There are also items that are available in bio-based, biodegradable versions, but often not purchased in these forms. “You look at what you can buy right now, that is really the low hanging fruits, you don’t have to develop it you can buy it,” says Bolck. Many products used for food service fall into this category. Cutlery, plates, dishes and even trays are all available in biodegradable forms that use materials such as bio-based plastics, plant fibres and wood.

Cardboard coffee cups, for example, can be difficult to recycle as they often have a non-biodegradable plastic liner. But you can buy them with liners made from polylactic acid, a biodegradable plastic produced from biomass such as corn starch or sugar cane.

The most challenging items to make biodegradable are sensitive medical products such as syringes and blood bags. “You could make safe versions of many of these from bio-based materials, but for now we are focusing on more generic everyday items that also happen to be used in hospitals,” adds Bolck.

Hospitals use many products, particularly everyday plastic items like packaging, which are not current biodegradable, but could be produced from biodegradable materials. And there are non-disposable items like steel bed pans that are currently cleaned and reused. These could be replaced with single-use, bioplastic, biodegradable versions.

Biodegradable hospital waste can be sent to a variety of facilities for processing, but one Dutch company has developed an on-site anaerobic digestion system for hospitals. The Pharmafilter system is currently installed at five hospitals in the Netherlands, including at Erasmus University Medical Center, the second largest hospital and a leading university medical centre in the country. And other hospitals across Europe are getting ready to or are considering installing the bioreactor.

It is designed to take all the hospital’s waste, including hazardous material like used bandage and syringes, and waste water. And it even takes non-biodegradable rubbish.

The first stage of the system is a high-tech shredder – called Tonto –  installed in the hospital wards and other areas that generate waste. “The waste on the ward is taken to the shredder – it is no longer stored on the ward – it is treated on site in the sluice room and transported through the sewer pipe,” explains Peter Kelly, Pharmafilter’s International director.

The waste, along with the hospitals sewer water, goes to the plant and the solid waste is separated from the liquid waste.

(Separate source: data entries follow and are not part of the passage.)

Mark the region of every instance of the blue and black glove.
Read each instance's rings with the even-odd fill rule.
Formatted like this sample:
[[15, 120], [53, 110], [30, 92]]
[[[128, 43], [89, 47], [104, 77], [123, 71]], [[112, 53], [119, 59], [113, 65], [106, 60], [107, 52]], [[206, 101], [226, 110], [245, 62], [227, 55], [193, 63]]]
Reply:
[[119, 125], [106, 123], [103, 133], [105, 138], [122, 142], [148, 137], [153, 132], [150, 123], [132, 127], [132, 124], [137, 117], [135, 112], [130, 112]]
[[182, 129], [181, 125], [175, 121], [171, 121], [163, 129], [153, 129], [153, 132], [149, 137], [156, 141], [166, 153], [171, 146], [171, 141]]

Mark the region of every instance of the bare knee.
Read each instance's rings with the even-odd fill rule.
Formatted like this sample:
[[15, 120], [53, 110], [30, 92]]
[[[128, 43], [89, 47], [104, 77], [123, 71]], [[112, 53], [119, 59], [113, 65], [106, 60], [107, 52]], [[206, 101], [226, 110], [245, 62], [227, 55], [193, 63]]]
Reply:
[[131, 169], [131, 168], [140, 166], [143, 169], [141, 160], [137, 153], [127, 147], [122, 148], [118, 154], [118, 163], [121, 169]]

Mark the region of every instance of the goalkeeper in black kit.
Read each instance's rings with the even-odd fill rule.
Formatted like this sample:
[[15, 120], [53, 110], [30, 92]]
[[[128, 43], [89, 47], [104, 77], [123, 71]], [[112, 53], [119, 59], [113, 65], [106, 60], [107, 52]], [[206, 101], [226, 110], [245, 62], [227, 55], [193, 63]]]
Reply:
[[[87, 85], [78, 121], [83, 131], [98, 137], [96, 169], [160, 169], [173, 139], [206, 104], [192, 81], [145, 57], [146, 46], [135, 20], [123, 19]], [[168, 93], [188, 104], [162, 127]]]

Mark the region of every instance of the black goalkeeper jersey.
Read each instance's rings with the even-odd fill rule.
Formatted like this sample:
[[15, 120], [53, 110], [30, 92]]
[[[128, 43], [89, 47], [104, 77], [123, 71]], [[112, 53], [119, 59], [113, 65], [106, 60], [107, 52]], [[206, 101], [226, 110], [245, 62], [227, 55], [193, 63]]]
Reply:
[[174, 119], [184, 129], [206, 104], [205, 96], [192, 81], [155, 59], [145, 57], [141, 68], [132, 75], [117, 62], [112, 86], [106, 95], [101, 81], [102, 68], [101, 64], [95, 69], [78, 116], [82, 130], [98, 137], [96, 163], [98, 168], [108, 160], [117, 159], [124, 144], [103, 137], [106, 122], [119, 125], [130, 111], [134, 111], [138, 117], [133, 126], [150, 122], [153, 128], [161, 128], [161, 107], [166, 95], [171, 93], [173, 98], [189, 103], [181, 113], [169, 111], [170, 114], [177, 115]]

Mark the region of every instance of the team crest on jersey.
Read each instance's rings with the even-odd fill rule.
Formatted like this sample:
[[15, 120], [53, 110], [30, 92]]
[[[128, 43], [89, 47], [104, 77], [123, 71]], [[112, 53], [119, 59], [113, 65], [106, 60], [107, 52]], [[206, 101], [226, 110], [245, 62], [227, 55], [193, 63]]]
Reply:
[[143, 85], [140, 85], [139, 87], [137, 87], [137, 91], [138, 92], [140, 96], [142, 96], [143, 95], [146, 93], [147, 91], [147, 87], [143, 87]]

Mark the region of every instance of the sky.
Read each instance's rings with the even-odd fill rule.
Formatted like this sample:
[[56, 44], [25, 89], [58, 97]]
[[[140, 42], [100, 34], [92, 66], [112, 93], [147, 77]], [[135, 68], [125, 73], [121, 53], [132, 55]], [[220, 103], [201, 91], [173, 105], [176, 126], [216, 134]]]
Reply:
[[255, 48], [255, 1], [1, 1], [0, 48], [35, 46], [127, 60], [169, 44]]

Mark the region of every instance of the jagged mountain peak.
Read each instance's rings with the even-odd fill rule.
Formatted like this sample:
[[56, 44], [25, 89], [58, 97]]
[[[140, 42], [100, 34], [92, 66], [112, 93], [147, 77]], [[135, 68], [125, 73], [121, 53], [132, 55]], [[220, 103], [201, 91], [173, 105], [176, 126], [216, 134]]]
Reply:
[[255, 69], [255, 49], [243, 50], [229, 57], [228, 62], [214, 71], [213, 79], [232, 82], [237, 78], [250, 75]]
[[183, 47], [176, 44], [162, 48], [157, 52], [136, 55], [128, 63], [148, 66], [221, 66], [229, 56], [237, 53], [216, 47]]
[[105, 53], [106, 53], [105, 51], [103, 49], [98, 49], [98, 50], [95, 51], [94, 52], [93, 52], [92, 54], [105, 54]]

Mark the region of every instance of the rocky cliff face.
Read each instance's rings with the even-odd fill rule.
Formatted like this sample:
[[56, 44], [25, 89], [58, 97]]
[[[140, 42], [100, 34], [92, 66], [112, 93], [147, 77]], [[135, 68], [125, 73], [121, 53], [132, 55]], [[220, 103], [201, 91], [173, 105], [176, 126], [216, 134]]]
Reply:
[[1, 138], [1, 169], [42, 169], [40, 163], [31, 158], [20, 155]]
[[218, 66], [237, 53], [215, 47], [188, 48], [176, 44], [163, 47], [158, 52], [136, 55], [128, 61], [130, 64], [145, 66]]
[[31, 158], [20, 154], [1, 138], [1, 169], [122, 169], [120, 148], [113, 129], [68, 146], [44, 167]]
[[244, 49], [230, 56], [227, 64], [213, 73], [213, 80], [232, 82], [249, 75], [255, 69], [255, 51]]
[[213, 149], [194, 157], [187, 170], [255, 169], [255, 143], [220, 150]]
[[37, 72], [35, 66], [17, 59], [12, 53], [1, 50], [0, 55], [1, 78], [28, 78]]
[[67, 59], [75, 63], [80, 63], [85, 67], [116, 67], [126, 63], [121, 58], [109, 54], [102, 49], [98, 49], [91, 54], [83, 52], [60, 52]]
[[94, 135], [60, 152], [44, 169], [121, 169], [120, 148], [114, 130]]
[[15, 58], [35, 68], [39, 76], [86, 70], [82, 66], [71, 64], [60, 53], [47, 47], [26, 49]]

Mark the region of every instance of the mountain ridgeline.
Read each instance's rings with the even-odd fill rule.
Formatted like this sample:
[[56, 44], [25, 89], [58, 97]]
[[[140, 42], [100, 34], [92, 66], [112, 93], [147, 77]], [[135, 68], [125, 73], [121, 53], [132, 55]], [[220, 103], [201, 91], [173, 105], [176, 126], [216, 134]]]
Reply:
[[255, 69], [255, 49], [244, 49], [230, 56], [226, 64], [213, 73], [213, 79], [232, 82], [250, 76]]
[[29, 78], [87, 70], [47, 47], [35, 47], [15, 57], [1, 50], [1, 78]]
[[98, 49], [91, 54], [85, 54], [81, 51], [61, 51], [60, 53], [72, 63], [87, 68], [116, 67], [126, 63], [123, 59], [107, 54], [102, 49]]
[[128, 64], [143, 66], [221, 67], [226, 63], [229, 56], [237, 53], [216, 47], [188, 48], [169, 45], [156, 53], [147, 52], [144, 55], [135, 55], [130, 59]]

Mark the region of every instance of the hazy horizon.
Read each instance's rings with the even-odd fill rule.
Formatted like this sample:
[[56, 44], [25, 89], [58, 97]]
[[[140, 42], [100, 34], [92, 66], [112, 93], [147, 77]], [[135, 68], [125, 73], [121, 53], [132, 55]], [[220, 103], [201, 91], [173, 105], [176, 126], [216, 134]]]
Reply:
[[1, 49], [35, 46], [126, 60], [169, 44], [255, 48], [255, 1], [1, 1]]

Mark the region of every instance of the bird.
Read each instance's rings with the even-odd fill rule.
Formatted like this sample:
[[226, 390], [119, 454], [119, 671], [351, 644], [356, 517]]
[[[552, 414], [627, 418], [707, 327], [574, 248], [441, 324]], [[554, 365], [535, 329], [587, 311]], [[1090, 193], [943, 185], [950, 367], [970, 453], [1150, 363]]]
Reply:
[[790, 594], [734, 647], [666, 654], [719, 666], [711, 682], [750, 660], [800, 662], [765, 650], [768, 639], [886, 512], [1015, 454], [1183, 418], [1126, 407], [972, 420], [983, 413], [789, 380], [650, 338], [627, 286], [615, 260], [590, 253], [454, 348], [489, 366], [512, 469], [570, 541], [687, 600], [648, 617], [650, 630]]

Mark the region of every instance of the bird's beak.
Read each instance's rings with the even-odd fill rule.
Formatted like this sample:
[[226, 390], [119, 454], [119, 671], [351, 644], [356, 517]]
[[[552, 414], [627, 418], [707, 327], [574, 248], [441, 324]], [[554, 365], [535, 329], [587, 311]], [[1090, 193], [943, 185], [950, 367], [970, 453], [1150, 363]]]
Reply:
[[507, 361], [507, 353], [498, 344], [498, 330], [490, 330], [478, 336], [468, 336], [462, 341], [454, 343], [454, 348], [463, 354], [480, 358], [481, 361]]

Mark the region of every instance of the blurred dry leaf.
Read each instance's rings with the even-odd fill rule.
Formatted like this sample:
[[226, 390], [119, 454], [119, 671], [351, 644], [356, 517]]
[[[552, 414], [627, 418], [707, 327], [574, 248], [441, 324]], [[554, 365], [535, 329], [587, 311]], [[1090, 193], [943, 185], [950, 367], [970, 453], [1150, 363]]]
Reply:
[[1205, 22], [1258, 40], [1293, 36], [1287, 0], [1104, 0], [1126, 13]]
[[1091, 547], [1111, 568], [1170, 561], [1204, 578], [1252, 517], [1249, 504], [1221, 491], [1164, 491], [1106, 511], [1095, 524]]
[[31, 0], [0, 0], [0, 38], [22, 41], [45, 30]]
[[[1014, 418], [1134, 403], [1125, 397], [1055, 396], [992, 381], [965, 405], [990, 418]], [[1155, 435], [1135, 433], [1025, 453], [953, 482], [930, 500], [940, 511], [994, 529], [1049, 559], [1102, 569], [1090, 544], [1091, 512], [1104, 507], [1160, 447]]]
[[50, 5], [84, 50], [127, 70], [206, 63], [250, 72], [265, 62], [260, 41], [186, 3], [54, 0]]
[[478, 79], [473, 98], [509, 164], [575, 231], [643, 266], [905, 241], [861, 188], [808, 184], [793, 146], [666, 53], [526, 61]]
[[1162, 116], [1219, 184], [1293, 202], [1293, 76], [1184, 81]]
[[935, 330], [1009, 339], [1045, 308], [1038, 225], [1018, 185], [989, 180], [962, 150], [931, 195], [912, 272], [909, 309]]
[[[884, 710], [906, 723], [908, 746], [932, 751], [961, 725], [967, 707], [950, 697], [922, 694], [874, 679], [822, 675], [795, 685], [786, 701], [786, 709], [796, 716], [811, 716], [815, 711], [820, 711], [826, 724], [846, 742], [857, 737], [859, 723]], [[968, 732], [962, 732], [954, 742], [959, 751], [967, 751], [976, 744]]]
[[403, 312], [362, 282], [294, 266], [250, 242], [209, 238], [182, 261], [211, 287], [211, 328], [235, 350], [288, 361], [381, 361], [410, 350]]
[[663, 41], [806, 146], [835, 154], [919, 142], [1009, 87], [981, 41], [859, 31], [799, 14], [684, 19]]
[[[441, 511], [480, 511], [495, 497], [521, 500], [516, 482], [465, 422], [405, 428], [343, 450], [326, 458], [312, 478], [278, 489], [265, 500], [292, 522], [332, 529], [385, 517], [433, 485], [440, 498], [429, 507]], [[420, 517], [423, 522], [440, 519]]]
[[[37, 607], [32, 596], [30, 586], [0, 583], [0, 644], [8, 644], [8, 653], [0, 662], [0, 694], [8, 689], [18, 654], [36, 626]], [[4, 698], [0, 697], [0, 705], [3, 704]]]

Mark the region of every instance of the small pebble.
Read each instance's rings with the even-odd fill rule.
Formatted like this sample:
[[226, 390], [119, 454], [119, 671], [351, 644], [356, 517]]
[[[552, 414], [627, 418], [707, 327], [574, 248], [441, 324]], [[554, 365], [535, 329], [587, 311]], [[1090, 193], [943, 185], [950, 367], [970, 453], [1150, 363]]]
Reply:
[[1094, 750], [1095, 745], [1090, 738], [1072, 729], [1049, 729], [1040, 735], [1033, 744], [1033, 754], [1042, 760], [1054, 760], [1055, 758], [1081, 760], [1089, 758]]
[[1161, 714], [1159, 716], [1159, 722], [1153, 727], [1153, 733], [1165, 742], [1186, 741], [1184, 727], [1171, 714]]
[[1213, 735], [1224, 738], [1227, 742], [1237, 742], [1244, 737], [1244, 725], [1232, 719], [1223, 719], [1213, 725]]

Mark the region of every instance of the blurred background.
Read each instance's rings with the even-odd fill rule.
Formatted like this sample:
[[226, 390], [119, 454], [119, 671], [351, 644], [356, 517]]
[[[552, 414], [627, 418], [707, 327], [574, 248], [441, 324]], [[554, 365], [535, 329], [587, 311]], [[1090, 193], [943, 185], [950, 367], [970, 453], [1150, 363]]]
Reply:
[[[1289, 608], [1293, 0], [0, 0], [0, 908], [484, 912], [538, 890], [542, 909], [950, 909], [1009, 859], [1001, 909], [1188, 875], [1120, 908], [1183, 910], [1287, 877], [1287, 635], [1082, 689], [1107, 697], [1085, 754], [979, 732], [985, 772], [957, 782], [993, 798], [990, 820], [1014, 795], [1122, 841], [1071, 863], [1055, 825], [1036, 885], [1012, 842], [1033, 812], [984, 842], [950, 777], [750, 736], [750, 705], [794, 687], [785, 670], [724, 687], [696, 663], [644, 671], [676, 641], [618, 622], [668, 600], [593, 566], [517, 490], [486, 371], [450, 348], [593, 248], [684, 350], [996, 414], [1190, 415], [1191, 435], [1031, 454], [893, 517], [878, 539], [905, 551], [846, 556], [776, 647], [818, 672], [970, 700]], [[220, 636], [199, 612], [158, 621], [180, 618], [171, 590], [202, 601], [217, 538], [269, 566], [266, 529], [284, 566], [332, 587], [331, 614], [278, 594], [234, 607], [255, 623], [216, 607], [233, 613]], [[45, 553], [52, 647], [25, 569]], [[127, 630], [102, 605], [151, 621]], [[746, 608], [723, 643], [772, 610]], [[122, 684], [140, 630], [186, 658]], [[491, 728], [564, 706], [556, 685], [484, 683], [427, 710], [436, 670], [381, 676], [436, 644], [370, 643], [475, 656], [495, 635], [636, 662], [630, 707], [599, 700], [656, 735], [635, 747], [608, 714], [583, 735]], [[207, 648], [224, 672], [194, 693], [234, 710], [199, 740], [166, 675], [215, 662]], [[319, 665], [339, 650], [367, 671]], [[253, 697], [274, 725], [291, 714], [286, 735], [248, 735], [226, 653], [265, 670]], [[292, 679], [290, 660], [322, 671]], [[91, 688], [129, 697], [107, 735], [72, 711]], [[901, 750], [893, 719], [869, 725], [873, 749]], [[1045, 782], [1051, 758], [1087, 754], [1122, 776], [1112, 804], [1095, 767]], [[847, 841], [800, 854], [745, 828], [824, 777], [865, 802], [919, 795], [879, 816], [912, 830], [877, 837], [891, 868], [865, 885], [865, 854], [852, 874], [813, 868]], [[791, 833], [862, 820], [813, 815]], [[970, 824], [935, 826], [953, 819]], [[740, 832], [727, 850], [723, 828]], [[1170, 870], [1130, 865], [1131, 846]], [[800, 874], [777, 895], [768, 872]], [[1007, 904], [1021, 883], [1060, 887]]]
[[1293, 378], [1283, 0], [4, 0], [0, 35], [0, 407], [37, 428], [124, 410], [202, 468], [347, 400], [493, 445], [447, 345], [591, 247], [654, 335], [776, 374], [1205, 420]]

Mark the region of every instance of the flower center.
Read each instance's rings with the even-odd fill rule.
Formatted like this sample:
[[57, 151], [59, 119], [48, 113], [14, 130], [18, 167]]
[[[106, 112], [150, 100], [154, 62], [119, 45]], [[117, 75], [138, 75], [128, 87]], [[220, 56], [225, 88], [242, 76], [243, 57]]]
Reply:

The liquid waste then enters an advanced treatment plant where filters and bio-reactors remove harmful substances that are a common feature of hospitals’ waste water, such as infectious microorganisms and medicine residues. Meanwhile, the solid waste goes to the anaerobic digestion unit.

Anaerobic digestion is the breakdown of organic material by microorganisms in the absence of oxygen. The thermophilic digester works at high temperatures of around 70°C. This process produces biogas, which is used to power the installation, with any left over energy being fed back into grid or used elsewhere in the hospital.

“When we look at the waste fraction in a hospital and analyse it a lot of it is cellulose based, you know food, grease, faeces – there is a lot of energy in that waste,” says Kelly.

Once the biodigester has finished you are left with the non-biodegradable waste. “The non-organic fraction has now been decontaminated by time and temperature so what we end up with is a type of dried fluff and it generally makes its way to a waste to energy plant,” Kelly explains.

According to Kelly the system has other benefits besides simplifying hospital waste management. It can help tackle antibiotic resistance by reducing the amount of medicine residues entering water treatment plants and lower rates of hospital acquired infections by dealing with rubbish on the wards. “If you stop transporting waste throughout the hospital you start reducing hospital acquired infections,” he concludes.